Q: “How Can Public Schools Emerge from the Pandemic Better Than Before?”
DIANE RAVITCH
Author and historian of education at New York University.
When in-person school resumes this fall, students will return to their classrooms, teachers will be delighted to see their students, and parents will heave a sigh of relief. The hawkers of “Ed-Tech” will find that their vision of an online-immersive future is suddenly harder to sell.
The greatest threats to public education are twofold: the expansion of privatization in Republican-controlled states and the readiness of the U.S. Supreme Court to strike down the separation of church and state by legalizing vouchers for religious schools. Voters must not elect legislators who are happy to dispense public funding to privately managed charters or religious schools.
The way to preserve and improve our public schools is if voters throw out those who want to defund and destroy public education.
MICHÈLE FOSTER
Author, professor, and Henry Heuser Jr. Endowed Chair for Urban Education Partnerships at the University of Louisville.
The pandemic reinforced things we already knew about U.S. society and schools. The resource gap was on full display: Families with lower incomes had fewer tech devices at their disposal, less broadband access, and parents—more likely to be essential workers—unable to help with online classes.

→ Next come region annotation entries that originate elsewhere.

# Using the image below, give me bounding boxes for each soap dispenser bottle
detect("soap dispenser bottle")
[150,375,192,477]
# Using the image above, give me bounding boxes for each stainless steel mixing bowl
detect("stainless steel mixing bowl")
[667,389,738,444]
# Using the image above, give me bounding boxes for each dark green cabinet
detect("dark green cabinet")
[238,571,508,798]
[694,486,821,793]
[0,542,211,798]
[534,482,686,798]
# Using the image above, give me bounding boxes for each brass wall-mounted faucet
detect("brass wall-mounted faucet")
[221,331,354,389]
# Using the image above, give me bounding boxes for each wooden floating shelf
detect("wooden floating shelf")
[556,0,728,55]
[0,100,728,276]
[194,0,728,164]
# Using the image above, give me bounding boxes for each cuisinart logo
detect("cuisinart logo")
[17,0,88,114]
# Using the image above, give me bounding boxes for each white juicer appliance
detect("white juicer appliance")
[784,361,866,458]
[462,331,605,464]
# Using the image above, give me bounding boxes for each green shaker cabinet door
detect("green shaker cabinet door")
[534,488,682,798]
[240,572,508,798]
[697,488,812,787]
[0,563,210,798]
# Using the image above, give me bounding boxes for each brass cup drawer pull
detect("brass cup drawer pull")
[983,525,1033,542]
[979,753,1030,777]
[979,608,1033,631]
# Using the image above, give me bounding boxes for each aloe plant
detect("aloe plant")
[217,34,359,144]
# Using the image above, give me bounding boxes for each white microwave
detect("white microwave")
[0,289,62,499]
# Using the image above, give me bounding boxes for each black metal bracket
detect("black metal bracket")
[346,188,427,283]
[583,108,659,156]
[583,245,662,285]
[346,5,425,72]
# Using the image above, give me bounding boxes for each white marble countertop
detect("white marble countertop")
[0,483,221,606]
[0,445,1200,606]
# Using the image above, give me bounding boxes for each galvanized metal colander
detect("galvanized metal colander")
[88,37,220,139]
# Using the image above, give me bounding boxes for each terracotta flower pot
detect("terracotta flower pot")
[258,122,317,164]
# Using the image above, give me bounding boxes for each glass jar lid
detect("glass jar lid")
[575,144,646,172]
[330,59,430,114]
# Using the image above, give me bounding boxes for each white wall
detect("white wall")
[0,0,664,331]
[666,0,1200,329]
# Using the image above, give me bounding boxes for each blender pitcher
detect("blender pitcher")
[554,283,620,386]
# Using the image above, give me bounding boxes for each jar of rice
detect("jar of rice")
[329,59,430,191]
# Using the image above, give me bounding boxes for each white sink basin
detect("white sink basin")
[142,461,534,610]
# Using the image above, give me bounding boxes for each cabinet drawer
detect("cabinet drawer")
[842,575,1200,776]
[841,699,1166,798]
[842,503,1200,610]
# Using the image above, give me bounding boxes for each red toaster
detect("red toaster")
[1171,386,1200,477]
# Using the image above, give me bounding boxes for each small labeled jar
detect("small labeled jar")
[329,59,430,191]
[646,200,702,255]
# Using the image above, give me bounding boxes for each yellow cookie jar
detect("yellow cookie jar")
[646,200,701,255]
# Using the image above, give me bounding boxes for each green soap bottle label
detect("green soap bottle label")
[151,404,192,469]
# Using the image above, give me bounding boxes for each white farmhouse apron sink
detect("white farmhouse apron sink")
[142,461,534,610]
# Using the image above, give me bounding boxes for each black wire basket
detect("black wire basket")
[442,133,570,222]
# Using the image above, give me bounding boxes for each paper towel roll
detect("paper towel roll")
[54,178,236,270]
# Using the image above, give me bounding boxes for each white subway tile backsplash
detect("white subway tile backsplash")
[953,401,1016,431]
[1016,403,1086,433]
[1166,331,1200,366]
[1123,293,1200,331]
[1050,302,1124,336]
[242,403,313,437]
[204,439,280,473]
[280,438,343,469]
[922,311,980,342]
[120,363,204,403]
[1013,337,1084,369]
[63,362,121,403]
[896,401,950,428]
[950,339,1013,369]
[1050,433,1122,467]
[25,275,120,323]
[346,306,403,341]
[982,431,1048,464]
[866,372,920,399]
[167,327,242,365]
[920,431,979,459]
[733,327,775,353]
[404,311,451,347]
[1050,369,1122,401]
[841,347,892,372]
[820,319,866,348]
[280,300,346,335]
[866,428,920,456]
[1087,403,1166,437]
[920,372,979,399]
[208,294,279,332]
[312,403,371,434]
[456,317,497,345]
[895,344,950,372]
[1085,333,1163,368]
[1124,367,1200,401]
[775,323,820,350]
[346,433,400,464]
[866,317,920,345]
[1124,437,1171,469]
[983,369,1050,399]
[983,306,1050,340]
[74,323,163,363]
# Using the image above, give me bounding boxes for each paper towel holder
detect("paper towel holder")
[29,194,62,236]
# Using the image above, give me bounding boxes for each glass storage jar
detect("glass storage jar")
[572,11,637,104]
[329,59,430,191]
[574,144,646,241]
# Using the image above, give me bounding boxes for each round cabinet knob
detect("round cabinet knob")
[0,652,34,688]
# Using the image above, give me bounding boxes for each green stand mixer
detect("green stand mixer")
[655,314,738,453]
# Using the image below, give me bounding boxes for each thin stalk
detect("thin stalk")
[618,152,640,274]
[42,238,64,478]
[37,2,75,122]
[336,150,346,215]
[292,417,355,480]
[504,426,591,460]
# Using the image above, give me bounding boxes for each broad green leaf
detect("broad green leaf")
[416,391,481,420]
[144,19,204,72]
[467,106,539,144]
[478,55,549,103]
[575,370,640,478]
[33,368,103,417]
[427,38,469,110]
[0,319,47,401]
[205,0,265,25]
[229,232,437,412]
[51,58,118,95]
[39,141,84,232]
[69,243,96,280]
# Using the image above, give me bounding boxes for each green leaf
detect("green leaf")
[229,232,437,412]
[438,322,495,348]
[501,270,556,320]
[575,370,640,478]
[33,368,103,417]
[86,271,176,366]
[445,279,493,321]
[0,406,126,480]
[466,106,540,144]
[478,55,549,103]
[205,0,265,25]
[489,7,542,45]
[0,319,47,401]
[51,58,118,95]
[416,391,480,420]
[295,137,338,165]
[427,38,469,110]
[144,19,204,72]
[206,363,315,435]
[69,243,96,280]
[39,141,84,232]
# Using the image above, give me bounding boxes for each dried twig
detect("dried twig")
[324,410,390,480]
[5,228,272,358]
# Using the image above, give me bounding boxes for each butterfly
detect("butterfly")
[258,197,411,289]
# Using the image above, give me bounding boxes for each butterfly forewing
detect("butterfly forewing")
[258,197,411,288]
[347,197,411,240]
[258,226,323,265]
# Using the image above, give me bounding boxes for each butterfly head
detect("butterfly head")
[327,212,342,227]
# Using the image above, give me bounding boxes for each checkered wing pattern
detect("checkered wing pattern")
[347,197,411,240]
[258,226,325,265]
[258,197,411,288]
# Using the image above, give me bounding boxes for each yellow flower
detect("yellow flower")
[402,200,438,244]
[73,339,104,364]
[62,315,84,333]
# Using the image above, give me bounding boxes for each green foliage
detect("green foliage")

To emerge from the pandemic better than before, we must support families and children, making sure families have sufficient income, safe housing, adequate food and nutrition. We must provide parental leave, health care, dental care, mental health services, and free or subsidized day care and kindergarten.
We must diversify the teacher corps, invest in teachers, and trust their expertise to do their jobs as professionals and pay them accordingly. Schools must focus on helping students to learn, not merely pass tests. Schools must also offer relevant curriculum, including teaching those aspects of U.S. history that are unflattering. In short, society and schools must focus on equity.
CAROL BURRIS
Author and executive director of the Network for Public Education.
The question is vexing because it ignores the exhaustion of principals and teachers, who in many cases ran online and in-person schooling at the same time, while personally suffering the hardships of the pandemic.
But schools should and can improve over time, absorbing lessons learned from the past year. They can facilitate authentic and respectful conversations about race, power, and privilege. They can identify and eliminate policies in discipline and curriculum that result in racial and socioeconomic inequality. They can build emotional and social support plans for children who suffered in social isolation during the pandemic. They can use the best technology offered during school closures, while also realizing that no computer program can ever “personalize” learning.
Public schools can never emerge better unless we recommit to public schools as a public good, not a commodity. The challenge of “better” is on us all.